Un infanticide à Gaza

Une femme porte un enfant dans l'enceinte de l'hôpital Al-Nasser de Khan Younès, le 15 août 2024, après que les autorités israéliennes ont autorisé 11 enfants atteints de cancer à quitter Gaza via le passage de Kerem Shalom, pout recevoir des soins en Jordanie. (Bashar Taleb / AFP)
Une femme porte un enfant dans l'enceinte de l'hôpital Al-Nasser de Khan Younès, le 15 août 2024, après que les autorités israéliennes ont autorisé 11 enfants atteints de cancer à quitter Gaza via le passage de Kerem Shalom, pout recevoir des soins en Jordanie. (Bashar Taleb / AFP)

Le monde, les écrans sont envahis d’images, d’images post-humanistes, c’est-à-dire celles qui viennent après l’affaire Mohammed Al-Dura (2000) ; elles montrent les enfants à Gaza dans des situations désespérées. Sommes-nous dans une relation saine et sereine vis-à-vis de ces représentations ? Évidemment non, car elles soulèvent bien trop de questions. Donc comment l’enfance est-elle prisonnière de notre économie de l’image, et de nos systèmes d’information ?
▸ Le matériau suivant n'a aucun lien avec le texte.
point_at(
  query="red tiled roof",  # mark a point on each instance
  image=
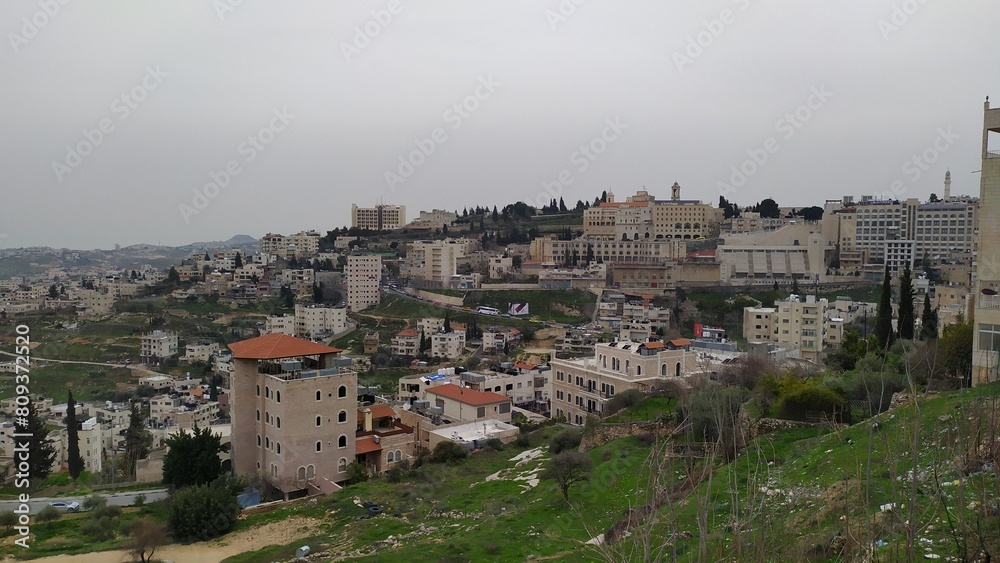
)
(378, 411)
(468, 396)
(365, 445)
(274, 346)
Le premier constat qui me paraît essentiel aujourd’hui serait de dire : pouvons-nous laisser l’Iran et ses proxys utiliser des images d’enfants pour leur propagande alors qu’ils commettent un infanticide, c’est-à-dire que non seulement, ils ne protègent pas leurs enfants des dangers de la guerre, mais ils les soumettent au sacrifice. Ici, est-ce que le droit à l’image et le droit à la vie ne sont pas bafoués ?

Cette dérive vers l’idolâtrie, qui dans toutes les régions du monde menace nombre d’entre nous, devrait nous interpeller car cet état de fait aboutit à un suicide collectif pour les générations à venir. L’argument est le suivant, et il résonne dans beaucoup de publications et de prises de paroles : l’Iran et ses proxys ne cesseront pas leurs offensives militaires tant que sur le 8ème front de la guerre médiatique – que les Palestiniens appellent « la guerre de la légitimité »[1] – ils ne remporteront quelques victoires[2]. Cet adversaire commet un infanticide et il le revendique.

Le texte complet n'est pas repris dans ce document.